We have an environment with a mix of manual unsealed Vault servers (we call them the “master” Vault) and a number of auto-unsealed Vaults that use the transit provider of the “master” Vault.
In our lab environment, the “masters” are no longer able to manually unseal. Luckily, this is our lab environment where folks do POCs and test infrastructure/core changes.
As you may understand, having Vault suddenly be unable to unseal is a major concern, and something I want to get to the root cause of.
I’m trying to understand the steps involved in unsealing to debug where the unseal process has gone wrong. What are the steps that Vault actually performs to unseal? (ie. Fetch /vault/core/seal-config, gather keys, shamir.Combine() to form the master key, then decrypt ?? from key and verify against value ?? to get the disk encryption keys(?) whereupon the Vault is declared successfully unsealed?)
The 8 key holders in the lab are absolutely adamant that these are the correct keys and were the same used in February when this Vault was last unsealed. We run other manually unsealed Vault servers in non-prod and prod environments managed by this same team that are still unsealing fine. I’m confident they’re telling the truth and that a rekey hasn’t happened.
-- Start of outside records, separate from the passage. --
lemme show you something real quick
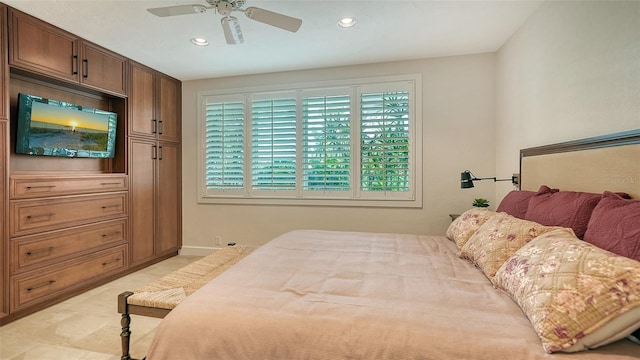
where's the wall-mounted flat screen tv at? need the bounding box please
[15,93,117,158]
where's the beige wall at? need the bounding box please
[181,1,639,251]
[181,54,499,252]
[495,0,640,200]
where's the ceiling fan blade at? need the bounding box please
[147,4,207,17]
[221,16,244,45]
[243,6,302,33]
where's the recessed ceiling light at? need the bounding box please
[190,37,209,46]
[337,17,357,28]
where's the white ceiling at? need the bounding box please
[3,0,542,81]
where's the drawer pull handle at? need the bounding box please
[100,182,121,186]
[26,247,55,256]
[101,204,120,210]
[27,280,56,292]
[26,213,55,220]
[102,258,122,266]
[101,231,122,238]
[25,185,56,190]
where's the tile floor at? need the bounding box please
[0,255,201,360]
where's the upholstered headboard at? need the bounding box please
[520,129,640,199]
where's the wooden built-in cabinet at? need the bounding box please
[1,121,7,320]
[129,62,181,142]
[8,174,128,312]
[129,139,181,266]
[128,61,182,267]
[128,139,155,264]
[1,3,9,321]
[8,8,127,96]
[156,142,180,255]
[0,4,182,325]
[12,245,127,311]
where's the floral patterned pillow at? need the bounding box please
[494,229,640,353]
[445,208,496,249]
[457,213,563,281]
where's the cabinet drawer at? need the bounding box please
[11,245,127,311]
[10,174,127,199]
[11,219,127,273]
[10,193,127,237]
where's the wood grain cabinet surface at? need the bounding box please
[10,245,127,311]
[128,61,182,267]
[8,8,127,96]
[10,174,127,199]
[129,62,181,141]
[10,192,128,237]
[10,219,127,273]
[1,3,181,325]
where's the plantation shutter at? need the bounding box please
[360,89,411,193]
[198,76,419,206]
[251,96,297,191]
[204,99,245,190]
[302,93,351,191]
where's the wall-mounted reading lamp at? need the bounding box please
[460,170,519,189]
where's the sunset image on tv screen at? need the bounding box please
[29,101,111,152]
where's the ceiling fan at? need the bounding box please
[147,0,302,45]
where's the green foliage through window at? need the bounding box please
[200,78,418,204]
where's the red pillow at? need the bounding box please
[583,191,640,261]
[524,186,600,239]
[496,190,536,219]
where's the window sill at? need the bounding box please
[198,195,422,208]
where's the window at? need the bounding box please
[251,94,297,193]
[198,75,422,207]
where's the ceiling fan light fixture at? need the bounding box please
[147,1,303,44]
[190,37,209,46]
[337,17,357,28]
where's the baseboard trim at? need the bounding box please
[178,246,223,256]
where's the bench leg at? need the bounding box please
[120,312,132,360]
[118,291,134,360]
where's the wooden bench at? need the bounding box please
[117,245,258,360]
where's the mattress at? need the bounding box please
[146,230,639,359]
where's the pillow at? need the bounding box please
[525,187,601,239]
[457,212,565,281]
[496,190,536,219]
[445,208,496,249]
[494,229,640,353]
[583,191,640,261]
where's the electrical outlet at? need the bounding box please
[215,236,222,246]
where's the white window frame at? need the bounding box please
[197,74,422,208]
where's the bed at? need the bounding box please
[144,129,640,359]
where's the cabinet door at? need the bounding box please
[8,9,79,83]
[129,62,156,138]
[1,121,7,318]
[157,74,181,142]
[0,5,7,120]
[129,139,156,265]
[80,41,127,96]
[156,142,181,255]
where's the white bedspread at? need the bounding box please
[147,230,639,359]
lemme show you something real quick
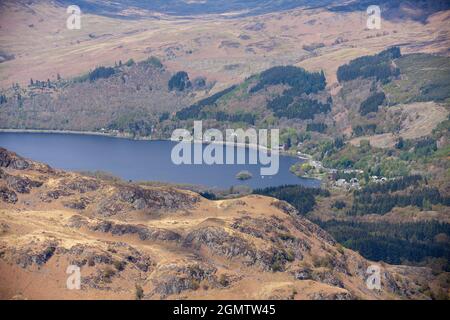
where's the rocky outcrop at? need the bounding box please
[0,169,43,194]
[289,214,336,246]
[64,244,114,267]
[183,226,295,271]
[271,200,298,216]
[0,148,200,219]
[68,216,181,242]
[42,189,73,201]
[0,148,443,300]
[271,199,336,245]
[309,291,354,300]
[0,148,30,170]
[97,185,200,216]
[63,197,91,210]
[62,242,153,272]
[91,220,182,242]
[0,186,17,203]
[149,262,217,298]
[59,178,100,194]
[184,226,258,262]
[5,240,58,268]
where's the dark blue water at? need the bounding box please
[0,132,320,189]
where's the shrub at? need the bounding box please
[219,274,230,287]
[271,261,283,272]
[360,92,386,115]
[142,56,163,69]
[307,122,328,133]
[285,250,295,262]
[125,59,135,67]
[332,200,346,210]
[135,284,144,300]
[102,266,116,282]
[200,191,217,200]
[312,255,333,269]
[89,66,116,82]
[113,260,126,271]
[169,71,191,91]
[190,279,200,290]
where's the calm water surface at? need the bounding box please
[0,132,320,189]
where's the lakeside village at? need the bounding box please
[279,143,390,191]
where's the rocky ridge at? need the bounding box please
[0,148,442,300]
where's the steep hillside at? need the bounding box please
[172,65,332,137]
[0,0,448,88]
[0,57,204,138]
[1,49,448,147]
[0,147,444,300]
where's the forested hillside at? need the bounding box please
[0,57,207,138]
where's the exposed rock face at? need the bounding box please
[5,241,58,268]
[64,244,114,267]
[0,148,29,170]
[60,178,100,194]
[0,169,42,194]
[99,185,200,215]
[0,149,199,217]
[272,200,336,245]
[150,262,217,297]
[0,186,17,203]
[0,148,442,300]
[92,184,200,216]
[69,216,182,242]
[184,226,261,265]
[45,189,73,200]
[63,197,90,210]
[309,292,354,300]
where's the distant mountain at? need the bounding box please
[53,0,450,19]
[56,0,336,17]
[330,0,450,23]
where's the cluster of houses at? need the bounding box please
[332,178,361,190]
[370,176,388,183]
[330,175,389,190]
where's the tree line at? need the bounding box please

2x Vault 1.3.2 servers on VMs (recently upgraded directly from 1.1.2 in February)
3x etcd servers holding the Vault data
1 of 2 Vault servers is still running as active, with full access to the data and apparently working fine(?)
2nd Vault server is sealed and won’t unseal.
What we’ve done/tried:
Unsealing; The lab has a quorum of two. Upon entry of key 1, the log has the expected “[DEBUG] core: unseal key supplied” then “[DEBUG] core: cannot unseal, not enough keys:”. Upon entry of the 2nd key, the “[DEBUG] core: unseal key supplied” message appears, but then nothing else in the logs. The user sees “Unseal failed, invalid key” and the unseal count reverts to 0/2.
Rekeying: Also unable to reconstruct the master key, so rekey fails.
Checked etcd for corruption. None readily apparent. Revisions are comparable across nodes, all nodes report healthy.
Spun up a 2nd instance of the above environment in lab. Deployed via terraform & puppet, so we’re confident it’s configured exactly the same. Restored an etcd snapshot from a non-production Vault with manual unsealing, verified we can unseal that fine. (we can) Wiped etcd and restored lab etcd snapshot from Vault with manual unsealing. Restores fine, etcd says it’s all consistent. Same behavior as original lab environment, cannot unseal with expected keys.
Replaced 1.3.2 Vault binary with 1.2.4 on the off chance it’s something to do with new stored shares functionality. No dice. Still no unsealing.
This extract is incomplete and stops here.